Graded expression of endogenous BMP2B protein results in graded transcriptional activity. (A) IF for BMP2B in wild-type embryos. (B) IF for BMP2B in control and bmp2b morphants. (C) Combined IF for BMP2B and ISH for mRFP in BRE-mRFP embryos. Note that there is some background staining for BMP2B that is due to autofluorescence from the yolk. Stages and views are indicated. The fluorescent substrate used for mRFP in (C) was Cy5 tyramide (pseudocoloured in red). In (A) and (C, bottom row), the pictures are the projection of a 25–30 stack of images taken from the edge of the embryo until about half way. In (B) and (C, top row), only the blastoderm margin was imaged. The white dotted line in (C, bottom row) shows the outline of the embryo. V, ventral; D, dorsal.

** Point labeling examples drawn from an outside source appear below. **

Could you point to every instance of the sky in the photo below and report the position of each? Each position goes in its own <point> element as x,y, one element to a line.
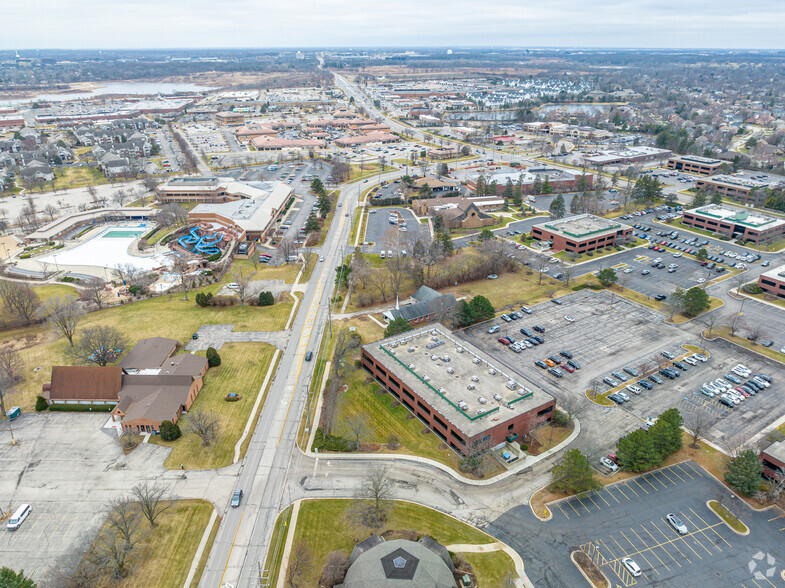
<point>140,24</point>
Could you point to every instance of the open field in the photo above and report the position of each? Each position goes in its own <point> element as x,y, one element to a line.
<point>162,559</point>
<point>323,525</point>
<point>242,370</point>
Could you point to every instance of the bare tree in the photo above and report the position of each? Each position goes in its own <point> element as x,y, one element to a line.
<point>358,426</point>
<point>99,345</point>
<point>152,499</point>
<point>204,425</point>
<point>94,291</point>
<point>300,563</point>
<point>22,300</point>
<point>243,281</point>
<point>64,315</point>
<point>697,423</point>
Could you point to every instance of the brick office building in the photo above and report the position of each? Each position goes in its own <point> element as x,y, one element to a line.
<point>581,233</point>
<point>694,164</point>
<point>735,223</point>
<point>466,398</point>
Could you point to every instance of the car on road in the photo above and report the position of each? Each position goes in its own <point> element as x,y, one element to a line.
<point>676,523</point>
<point>631,566</point>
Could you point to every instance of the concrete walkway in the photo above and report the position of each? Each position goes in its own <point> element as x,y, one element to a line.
<point>200,549</point>
<point>216,335</point>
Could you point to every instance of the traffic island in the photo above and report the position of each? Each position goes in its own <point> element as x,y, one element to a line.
<point>589,570</point>
<point>729,519</point>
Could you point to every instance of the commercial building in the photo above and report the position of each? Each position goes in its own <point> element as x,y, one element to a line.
<point>560,180</point>
<point>773,281</point>
<point>581,233</point>
<point>150,385</point>
<point>628,156</point>
<point>694,164</point>
<point>735,223</point>
<point>465,397</point>
<point>738,187</point>
<point>251,218</point>
<point>773,459</point>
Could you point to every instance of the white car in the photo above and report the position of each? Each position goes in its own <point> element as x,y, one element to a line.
<point>631,566</point>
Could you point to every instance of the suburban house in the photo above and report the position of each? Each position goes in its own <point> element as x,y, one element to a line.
<point>428,305</point>
<point>150,385</point>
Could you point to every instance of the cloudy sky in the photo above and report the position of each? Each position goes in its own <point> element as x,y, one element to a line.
<point>78,24</point>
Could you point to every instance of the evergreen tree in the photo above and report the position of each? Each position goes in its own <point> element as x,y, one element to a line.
<point>744,473</point>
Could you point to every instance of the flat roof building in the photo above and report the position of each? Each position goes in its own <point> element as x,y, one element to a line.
<point>465,397</point>
<point>738,187</point>
<point>773,281</point>
<point>581,233</point>
<point>735,223</point>
<point>694,164</point>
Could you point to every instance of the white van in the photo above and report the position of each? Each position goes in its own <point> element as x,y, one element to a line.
<point>19,517</point>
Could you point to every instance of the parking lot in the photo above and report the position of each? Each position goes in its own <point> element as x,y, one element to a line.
<point>627,519</point>
<point>378,224</point>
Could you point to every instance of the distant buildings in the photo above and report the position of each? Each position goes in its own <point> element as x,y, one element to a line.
<point>694,164</point>
<point>581,234</point>
<point>735,223</point>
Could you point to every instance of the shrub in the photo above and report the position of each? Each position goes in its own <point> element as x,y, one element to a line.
<point>266,299</point>
<point>170,431</point>
<point>213,359</point>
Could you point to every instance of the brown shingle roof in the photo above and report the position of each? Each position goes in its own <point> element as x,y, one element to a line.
<point>85,383</point>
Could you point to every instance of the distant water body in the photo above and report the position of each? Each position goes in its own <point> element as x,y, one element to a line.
<point>125,88</point>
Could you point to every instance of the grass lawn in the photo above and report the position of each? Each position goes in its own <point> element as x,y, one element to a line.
<point>162,559</point>
<point>164,316</point>
<point>77,177</point>
<point>733,522</point>
<point>242,370</point>
<point>323,525</point>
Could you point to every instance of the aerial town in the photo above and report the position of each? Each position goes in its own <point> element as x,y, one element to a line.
<point>429,317</point>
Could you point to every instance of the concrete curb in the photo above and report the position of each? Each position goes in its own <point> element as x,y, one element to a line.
<point>743,534</point>
<point>580,569</point>
<point>526,463</point>
<point>200,549</point>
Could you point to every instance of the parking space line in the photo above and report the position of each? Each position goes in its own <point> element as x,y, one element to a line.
<point>562,511</point>
<point>684,472</point>
<point>677,475</point>
<point>708,526</point>
<point>652,550</point>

Regulation of graded bmp ligand transcription by Dharma, FGF and BMP signalling and consequences for the transcriptional activity of the BMP pathway. (A) bmp2b ISH in 30% epiboly wild-type embryos treated with DMSO, LDN-193189 (LDN) or SU5402. (B) bmp2b ISH in 30% epiboly wild-type embryos injected with either control, dharma, or chordin MOs. Ectopic bmp2b expression is detected at the margin upon Dharma knockdown but not in the dorsal ectoderm (white dotted lines). (C) mRFP ISH in BRE-mRFP embryos injected with either control, dharma, or chordin MOs. The fluorescent substrate used in (C) was Fast Blue (pseudocoloured in red). Note that the images are projection of a 10–12 picture stack taken at the margin of the blastoderm to avoid fluorescence from the yolk. (D) Graphical representation of the levels of mRFP, chordin, and bmp2b mRNAs, as well as BMP and p-Smad1/5 proteins across the D/V axis at 30% and 40% epiboly. Between these two stages, Chordin acts to antagonise residual BMP activity dorsally, resulting in a gradient of mRFP at 40% epiboly that reflects the gradient of BMP ligand transcription. For all panels in ((A)–(C)), stages and/or views are indicated. Arrows indicate the limit of the expression domain of the transcripts analysed. V, ventral; D, dorsal.